Yeah, that 360 d-pad sucks. How's the game in general? I absolutely loved SC 1 and 2.


----------



## Commonmind

I'm having a blast with it. Character creation is amazing, very deep and very rewarding. I've been going through and unlocking characters and items, simply to add selections to the creation menu. 

I loved SC 1 and 2 as well (didn't even touch 3), and this is definitely the definitive iteration of the game thus far. Not only that, but probably the best fighting game I've played in a while.


----------



## Snegoxod

Hi guys.
Nice forum.
This is my first post here.

Currently I'm playing Pimp My Ride on my XBox 360
I have seen somewhere its rating:
Only 2.0 out of 10, hovewer I'm totally disagree with that.
This game is amazing!


----------



## Cayal

Commonmind said:


> SC4 for PS3. I'm almost tempted to pick up the 360 version just for Yoda, but I absolutely despise playing fighting games on their directional pad



Yoda will come to PS3 (as Vader will go to 360).
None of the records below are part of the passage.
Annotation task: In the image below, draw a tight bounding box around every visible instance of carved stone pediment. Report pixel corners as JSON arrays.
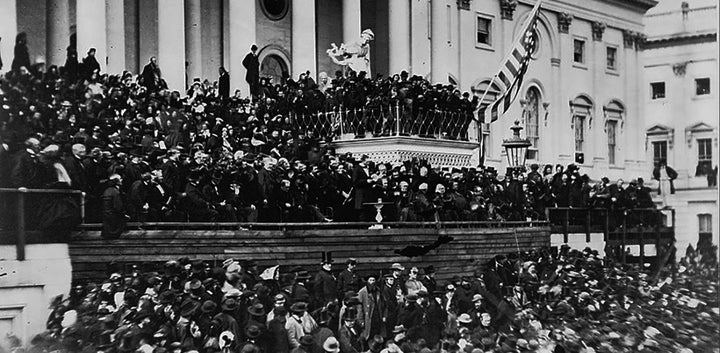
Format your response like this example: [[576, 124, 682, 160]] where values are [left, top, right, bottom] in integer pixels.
[[500, 0, 517, 21], [592, 21, 607, 42], [558, 12, 575, 33], [456, 0, 472, 10]]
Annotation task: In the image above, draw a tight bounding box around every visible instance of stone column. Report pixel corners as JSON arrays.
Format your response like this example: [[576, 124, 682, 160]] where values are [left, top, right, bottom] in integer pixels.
[[430, 0, 449, 83], [157, 0, 186, 94], [76, 0, 107, 72], [185, 0, 202, 83], [105, 0, 127, 74], [225, 0, 260, 97], [290, 0, 318, 78], [46, 0, 70, 67], [343, 0, 362, 43], [388, 0, 411, 75]]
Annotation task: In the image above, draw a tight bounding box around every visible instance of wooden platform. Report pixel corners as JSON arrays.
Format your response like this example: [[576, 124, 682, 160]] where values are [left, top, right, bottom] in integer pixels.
[[69, 222, 550, 282]]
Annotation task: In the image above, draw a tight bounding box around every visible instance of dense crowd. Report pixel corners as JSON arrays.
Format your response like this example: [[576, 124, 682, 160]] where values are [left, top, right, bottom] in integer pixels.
[[4, 242, 720, 353], [0, 37, 664, 236]]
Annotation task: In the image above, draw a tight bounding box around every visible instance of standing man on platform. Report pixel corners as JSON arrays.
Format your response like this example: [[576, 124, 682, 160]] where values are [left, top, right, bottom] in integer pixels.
[[83, 48, 100, 78], [140, 56, 162, 92], [243, 44, 260, 98], [218, 66, 230, 101]]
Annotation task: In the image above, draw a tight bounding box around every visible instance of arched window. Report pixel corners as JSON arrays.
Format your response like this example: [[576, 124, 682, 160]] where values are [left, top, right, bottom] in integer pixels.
[[570, 96, 593, 152], [260, 54, 288, 83], [524, 86, 540, 159], [603, 101, 625, 165]]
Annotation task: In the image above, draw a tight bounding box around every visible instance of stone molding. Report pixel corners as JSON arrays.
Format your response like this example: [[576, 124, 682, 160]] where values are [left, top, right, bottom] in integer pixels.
[[558, 12, 575, 34]]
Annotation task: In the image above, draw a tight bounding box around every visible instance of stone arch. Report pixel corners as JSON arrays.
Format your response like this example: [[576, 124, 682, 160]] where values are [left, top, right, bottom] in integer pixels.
[[258, 44, 294, 83], [513, 9, 560, 59]]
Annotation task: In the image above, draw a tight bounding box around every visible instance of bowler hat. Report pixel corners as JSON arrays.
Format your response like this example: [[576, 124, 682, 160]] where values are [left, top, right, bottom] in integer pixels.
[[248, 303, 265, 316], [290, 302, 307, 313], [221, 298, 237, 311], [245, 324, 262, 339], [299, 335, 315, 347]]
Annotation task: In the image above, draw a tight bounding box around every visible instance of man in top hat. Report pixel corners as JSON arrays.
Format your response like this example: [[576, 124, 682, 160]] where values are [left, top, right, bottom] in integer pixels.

It's idiotic for it not to happen.

I bought SC4 off ebay today (havent got it yet) but I am glad you think it is good, I am a little apprehensive about fighters.

Currently playing - NCAA 09 and Elefunk - Now Elefunk is fun and frustrating.


----------



## Commonmind

I'm normally pretty apprehensive about fighters myself, especially this generation, with its 60 dollar price tags, but rest assured there's a lot of value there. I spent a good five hours online this morning already. 

Keeping my fingers crossed for that Yoda DLC!


----------



## Highlander II

I've recently pulled out my copy of Fallout 2 again to try to get through.  I make it to NCR or just beyond that and either get stuck, vaguely lose interest (my mind wanders a lot) or crash a PC or something silly like that.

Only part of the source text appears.